第17話:【捕食者の眼光と、崩れる虚勢】
現実世界のアパートの廊下。 狭い空間に、暴力的なまでの圧迫感が充満していた。かつての「獲物」をいたぶるためにやってきた木戸たちは、今や自分たちが檻の中に閉じ込められた小動物であるかのような錯覚に陥っていた。
「な、なんだよ……その目は。脅してるつもりかよ、デブのくせに……!」
木戸が震える声を絞り出し、取り巻きたちの前で面目を保とうと右手を振り上げた。かつて何度も翔太を地面に這いつくばらせた、屈辱の拳。 だが、その拳が翔太の顔に届くことはなかった。
「……遅いな」
翔太が、ただ静かに木戸の手首を掴んだ。 その瞬間、木戸の表情が絶望に染まる。掴まれた箇所から、骨が軋む「ミシミシ」という鈍い音が響いたからだ。翔太は力を入れているつもりすらなかった。ただ、動かないように固定しただけで、強化された握力は鋼鉄の万力のごとき圧力を発揮していた。
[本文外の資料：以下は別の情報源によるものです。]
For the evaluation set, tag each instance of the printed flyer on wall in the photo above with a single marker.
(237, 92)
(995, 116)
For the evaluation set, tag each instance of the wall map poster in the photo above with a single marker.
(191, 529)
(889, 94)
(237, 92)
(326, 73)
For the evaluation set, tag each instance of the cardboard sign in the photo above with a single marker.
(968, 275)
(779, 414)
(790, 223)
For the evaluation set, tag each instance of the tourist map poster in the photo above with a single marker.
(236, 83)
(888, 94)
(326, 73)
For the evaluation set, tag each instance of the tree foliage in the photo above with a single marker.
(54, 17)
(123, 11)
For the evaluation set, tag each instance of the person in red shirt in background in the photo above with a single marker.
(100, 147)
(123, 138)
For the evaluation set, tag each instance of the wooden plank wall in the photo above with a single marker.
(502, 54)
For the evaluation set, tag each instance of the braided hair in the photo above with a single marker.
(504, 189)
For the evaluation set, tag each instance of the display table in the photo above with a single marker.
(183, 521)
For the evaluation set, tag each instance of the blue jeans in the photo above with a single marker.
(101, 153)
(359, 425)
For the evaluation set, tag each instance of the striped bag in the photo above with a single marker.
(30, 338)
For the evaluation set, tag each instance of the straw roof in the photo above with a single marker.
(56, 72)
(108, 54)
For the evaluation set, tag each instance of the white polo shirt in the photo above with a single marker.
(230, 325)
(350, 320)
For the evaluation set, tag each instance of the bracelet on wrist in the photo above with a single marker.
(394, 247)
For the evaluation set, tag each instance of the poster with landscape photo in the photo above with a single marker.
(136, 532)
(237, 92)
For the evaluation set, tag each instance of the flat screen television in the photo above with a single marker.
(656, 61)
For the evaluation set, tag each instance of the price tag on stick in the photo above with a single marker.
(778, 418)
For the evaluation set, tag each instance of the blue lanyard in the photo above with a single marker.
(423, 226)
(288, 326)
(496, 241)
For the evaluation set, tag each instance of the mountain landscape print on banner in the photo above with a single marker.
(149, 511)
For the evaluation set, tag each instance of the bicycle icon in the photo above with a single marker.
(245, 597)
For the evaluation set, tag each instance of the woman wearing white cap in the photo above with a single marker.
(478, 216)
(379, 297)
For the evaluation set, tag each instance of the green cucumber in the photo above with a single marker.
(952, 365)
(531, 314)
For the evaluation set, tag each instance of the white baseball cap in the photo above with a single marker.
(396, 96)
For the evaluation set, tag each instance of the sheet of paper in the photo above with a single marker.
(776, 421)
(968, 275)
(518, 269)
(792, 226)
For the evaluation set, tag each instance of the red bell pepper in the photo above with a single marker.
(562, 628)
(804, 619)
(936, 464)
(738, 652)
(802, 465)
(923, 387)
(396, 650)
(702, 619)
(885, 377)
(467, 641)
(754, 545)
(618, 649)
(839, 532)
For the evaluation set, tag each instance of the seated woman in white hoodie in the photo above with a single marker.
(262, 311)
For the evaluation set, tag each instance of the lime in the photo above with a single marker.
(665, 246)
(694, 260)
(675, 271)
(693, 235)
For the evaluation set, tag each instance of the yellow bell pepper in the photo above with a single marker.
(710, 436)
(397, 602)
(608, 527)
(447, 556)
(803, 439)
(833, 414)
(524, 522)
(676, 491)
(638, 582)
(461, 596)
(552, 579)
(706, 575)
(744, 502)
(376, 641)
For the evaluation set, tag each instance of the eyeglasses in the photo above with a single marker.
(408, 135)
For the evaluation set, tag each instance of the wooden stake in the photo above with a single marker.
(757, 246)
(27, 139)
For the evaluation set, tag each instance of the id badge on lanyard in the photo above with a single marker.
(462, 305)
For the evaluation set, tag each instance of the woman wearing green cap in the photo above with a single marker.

「あ、あが……ッ! は、離せ、折れる! 手が折れる!!」
木戸が悲鳴を上げ、その場に膝をつく。かつての「王」が、無様に床に這いつくばる。その光景を、背後で見守っていた陽葵は、胸が高鳴るのを止められなかった。
(すごい……。木戸たちが、手も足も出ない……)
陽葵は知っていた。翔太は本質的に優しい人間だ。だからこそ、今の彼が放つ「冷徹なまでの強さ」が、彼女の目には眩しいほどに凛々しく映った。自分を、そして自分の居場所を脅かす存在を、圧倒的な力で排斥するその姿。 彼女の頬は赤く染まり、その瞳は、もはや恐怖に怯える幼馴染を見るものではなくなっていた。
「木戸。二度と俺の前に現れるな。……次はないぞ」
翔太が手を離すと、木戸たちは脱兎のごとく階段を駆け下りていった。捨て台詞を吐く余裕すら、彼らには残されていなかった。
一方、その頃──異世界の巨木の洞。
「……あ、つっ……」
眠っている翔太の身体を抱きかかえていたリーズが、思わず手を離した。 翔太の肉体から、陽炎のような熱気が立ち昇っていたからだ。現実世界で木戸の手首を掴んだ瞬間、彼の心拍数は跳ね上がり、休眠状態のはずの異世界の肉体にも、激しいエネルギーが逆流していた。
[現実世界での敵対行動を検知。] [一時的な神経励起により、筋密度が定着を開始します。]
「高橋さん……? 何が起きているの……?」
リーズは、苦しげに顔を歪める翔太の額を、濡らした布でそっと拭った。 彼の肌は、まるで火にかけた鉄板のように熱い。 リーズは直感していた。彼は今、目に見えない別の戦場で、自分たちのために何かを終わらせようとしているのだと。
「……頑張って、高橋さん。私は、ここにいますから」
リーズは、再びその熱い身体を抱きしめた。 熱さで腕が火傷しそうになっても、彼女は離さなかった。 家系からも、国からも「欠陥品」として捨てられた自分。 そんな自分を、泥の中から掬い上げてくれた。 この熱さは、彼が生きている証であり、自分を守ってくれている「盾」の熱さそのものだった。
やがて、翔太の呼吸が安定し、異常な熱気が引いていく。 それと同時に、現実世界で木戸を追い払った翔太の意識が、再びこちらの世界へと沈み込み始めていた。
「……ん」
翔太の瞼が動く。 リーズの膝の上で、彼はゆっくりと目を開けた。そこには、不安と安堵が入り混じった瞳で自分を見つめる、銀髪の魔導師の姿があった。
「高橋さん……! 気がつきましたか?」
「……リーズか。悪い、また長く寝てたみたいだな」
翔太が起き上がると、木の洞の中に、以前よりもさらに重厚な気配が満ちた。 現実世界で「過去」との決別を一つ終えたことで、彼の魂はより強固になり、それがこの世界の肉体にも反映されていた。
二人の距離は、狭い木の洞の中で、以前よりもずっと近くなっていた。 それは言葉による約束ではない。 互いの「痛み」と「熱」を共有した者だけが辿り着ける、静かなる誓いだった。